Question

A galvanometer when shunted with a resistance of $2.5\,\Omega$ gives a full-scale deflection for $5\,{\text{A}}$ . When it is connected in series with a resistance of $140\,\Omega$ , it gives a full-scale deflection for $150$ volt. Compute the resistance of the galvanometer.

Answer 1

First of all, we will draw the circuit diagrams for both the series and parallel connection. Then we will build up two equations from the two diagrams. In series, the sum of potential differences of each element is equal to the potential difference of the whole circuit. In parallel, voltage remains the same. Substitute the required values and manipulate accordingly.

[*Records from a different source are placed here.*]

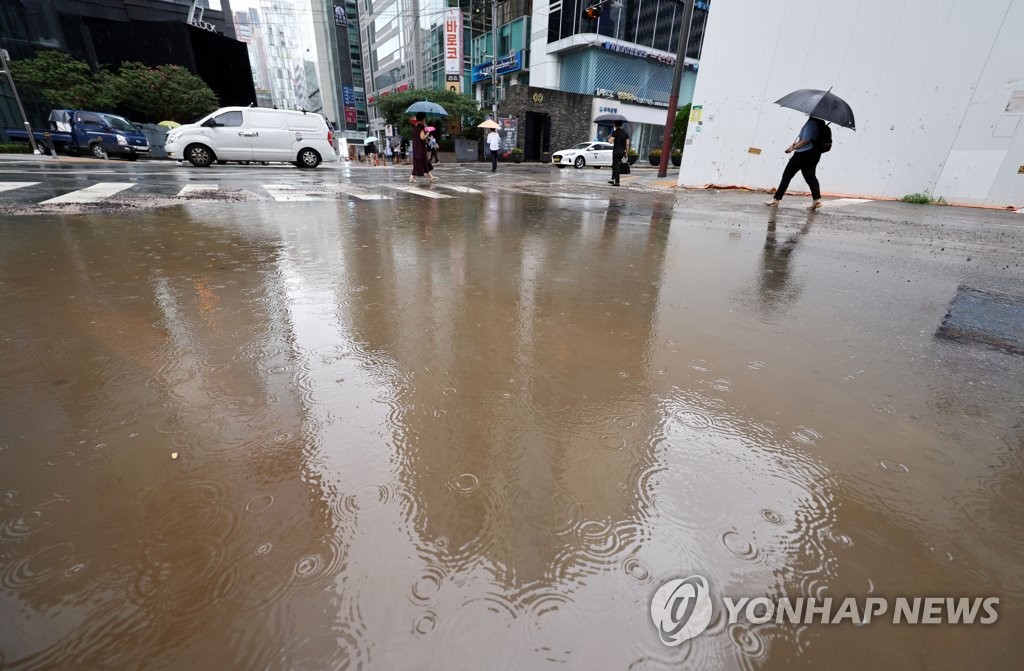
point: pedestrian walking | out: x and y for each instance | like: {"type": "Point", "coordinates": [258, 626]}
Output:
{"type": "Point", "coordinates": [495, 144]}
{"type": "Point", "coordinates": [433, 147]}
{"type": "Point", "coordinates": [806, 154]}
{"type": "Point", "coordinates": [373, 157]}
{"type": "Point", "coordinates": [421, 162]}
{"type": "Point", "coordinates": [621, 149]}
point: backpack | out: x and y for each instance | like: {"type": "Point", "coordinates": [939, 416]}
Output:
{"type": "Point", "coordinates": [822, 139]}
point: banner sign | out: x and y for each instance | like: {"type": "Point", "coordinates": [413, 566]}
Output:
{"type": "Point", "coordinates": [453, 41]}
{"type": "Point", "coordinates": [510, 64]}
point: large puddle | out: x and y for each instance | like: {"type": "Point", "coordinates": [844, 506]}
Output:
{"type": "Point", "coordinates": [480, 433]}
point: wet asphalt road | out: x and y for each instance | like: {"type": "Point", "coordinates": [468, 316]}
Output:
{"type": "Point", "coordinates": [308, 420]}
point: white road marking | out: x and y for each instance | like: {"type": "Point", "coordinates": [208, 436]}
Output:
{"type": "Point", "coordinates": [197, 190]}
{"type": "Point", "coordinates": [418, 192]}
{"type": "Point", "coordinates": [840, 202]}
{"type": "Point", "coordinates": [90, 194]}
{"type": "Point", "coordinates": [461, 190]}
{"type": "Point", "coordinates": [8, 185]}
{"type": "Point", "coordinates": [360, 194]}
{"type": "Point", "coordinates": [288, 193]}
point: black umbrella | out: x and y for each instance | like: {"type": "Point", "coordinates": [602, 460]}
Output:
{"type": "Point", "coordinates": [820, 105]}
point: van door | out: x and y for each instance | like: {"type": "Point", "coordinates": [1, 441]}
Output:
{"type": "Point", "coordinates": [230, 138]}
{"type": "Point", "coordinates": [272, 140]}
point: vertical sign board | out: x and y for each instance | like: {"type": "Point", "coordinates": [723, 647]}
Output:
{"type": "Point", "coordinates": [453, 48]}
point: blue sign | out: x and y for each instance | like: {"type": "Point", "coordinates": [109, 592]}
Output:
{"type": "Point", "coordinates": [510, 64]}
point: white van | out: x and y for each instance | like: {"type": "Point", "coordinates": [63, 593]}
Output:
{"type": "Point", "coordinates": [303, 138]}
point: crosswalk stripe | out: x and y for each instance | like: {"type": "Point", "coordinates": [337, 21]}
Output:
{"type": "Point", "coordinates": [9, 185]}
{"type": "Point", "coordinates": [361, 194]}
{"type": "Point", "coordinates": [840, 202]}
{"type": "Point", "coordinates": [91, 194]}
{"type": "Point", "coordinates": [461, 190]}
{"type": "Point", "coordinates": [290, 194]}
{"type": "Point", "coordinates": [196, 190]}
{"type": "Point", "coordinates": [418, 192]}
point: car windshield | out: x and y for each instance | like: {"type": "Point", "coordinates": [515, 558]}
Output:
{"type": "Point", "coordinates": [118, 123]}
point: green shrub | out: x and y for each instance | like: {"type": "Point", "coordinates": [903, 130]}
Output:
{"type": "Point", "coordinates": [15, 148]}
{"type": "Point", "coordinates": [916, 199]}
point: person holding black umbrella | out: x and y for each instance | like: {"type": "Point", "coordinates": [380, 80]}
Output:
{"type": "Point", "coordinates": [814, 138]}
{"type": "Point", "coordinates": [805, 161]}
{"type": "Point", "coordinates": [621, 147]}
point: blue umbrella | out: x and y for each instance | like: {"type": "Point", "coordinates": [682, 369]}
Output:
{"type": "Point", "coordinates": [428, 108]}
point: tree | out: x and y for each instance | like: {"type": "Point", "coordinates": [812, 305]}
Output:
{"type": "Point", "coordinates": [459, 106]}
{"type": "Point", "coordinates": [679, 129]}
{"type": "Point", "coordinates": [64, 82]}
{"type": "Point", "coordinates": [164, 92]}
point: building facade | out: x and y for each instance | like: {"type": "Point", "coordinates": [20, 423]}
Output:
{"type": "Point", "coordinates": [936, 86]}
{"type": "Point", "coordinates": [199, 37]}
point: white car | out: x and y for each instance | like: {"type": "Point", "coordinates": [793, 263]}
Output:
{"type": "Point", "coordinates": [584, 154]}
{"type": "Point", "coordinates": [303, 138]}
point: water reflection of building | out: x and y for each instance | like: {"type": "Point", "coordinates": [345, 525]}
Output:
{"type": "Point", "coordinates": [112, 549]}
{"type": "Point", "coordinates": [526, 355]}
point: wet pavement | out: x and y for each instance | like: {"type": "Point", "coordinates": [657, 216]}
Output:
{"type": "Point", "coordinates": [481, 430]}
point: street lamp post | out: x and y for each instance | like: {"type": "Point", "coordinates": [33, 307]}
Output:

Complete step by step answer:
First case,
In the given question, following data are supplied:
A galvanometer is shunted with a resistance of $2.5\,\Omega$ .
Shunting means to connect the galvanometer in parallel with the shunt resistor.
It gives a full-scale deflection when the total current flowing through the circuit is $5\,{\text{A}}$ .
In the case of parallel connection, some amount of current will flow through the galvanometer while the rest will flow through the shunt resistor.
For this we draw the circuit, to have better understanding.

In the figure,
${i_g}$ indicates current flowing through the galvanometer.
${R_g}$ indicates resistance of the galvanometer.
${i_p}$ indicates the current flowing through the shunt resistor.
${R_p}$ indicates the resistance of the shunt resistor.

We can write:
${i_g} + {i_p} = 5$
${i_g} = \left( {\dfrac{{{R_p}}}{{{R_g} + {R_p}}}} \right) \times 5$ …… (1)

Second case,
The resistor which is connected in series with the galvanometer is $140\,\Omega$ and the potential difference at which the galvanometer gives is $150$ volt.
For this we draw the circuit, to have better understanding.

${i_g}$ indicates current flowing through the galvanometer and the resistor.
${R_g}$ indicates resistance of the galvanometer.
${R_s}$ indicates the resistance of the resistor in series.

We can write:
{i_g}{R_g} + {i_g}{R_s} = 150 \\\
\implies {i_g}\left( {{R_g} + {R_s}} \right) = 150 \\\
$\implies {i_g} = \dfrac{{150}}{{{R_g} + {R_s}}}$ …… (2)

Now, we equate the equations (1) and (2),
$\left( {\dfrac{{{R_p}}}{{{R_g} + {R_p}}}} \right) \times 5 = \dfrac{{150}}{{{R_g} + {R_s}}}$ …… (3)
Substituting the required values in the equation (3), we get:
\left( {\dfrac{{2.5}}{{{R_g} + 2.5}}} \right) \times 5 = \dfrac{{150}}{{{R_g} + 140}} \\\
\implies \dfrac{{12.5}}{{{R_g} + 2.5}} = \dfrac{{150}}{{{R_g} + 140}} \\\
\implies \dfrac{{{R_g} + 140}}{{{R_g} + 2.5}} = \dfrac{{150}}{{12.5}} \\\
\implies \dfrac{{{R_g} + 140}}{{{R_g} + 2.5}} = 12 \\\
Again, simplifying further, we get:
{R_g} + 140 = 12\left( {{R_g} + 2.5} \right) \\\
11{R_g} = 110 \\\
{R_g} = 10\,\Omega \\\
Hence, the resistance of the galvanometer is $10\,\Omega$ .

Note:
It is important to note that, in case of series connection, the current flowing through all the elements is the same, whereas in case of parallel connection, the potential difference across all the elements are equal.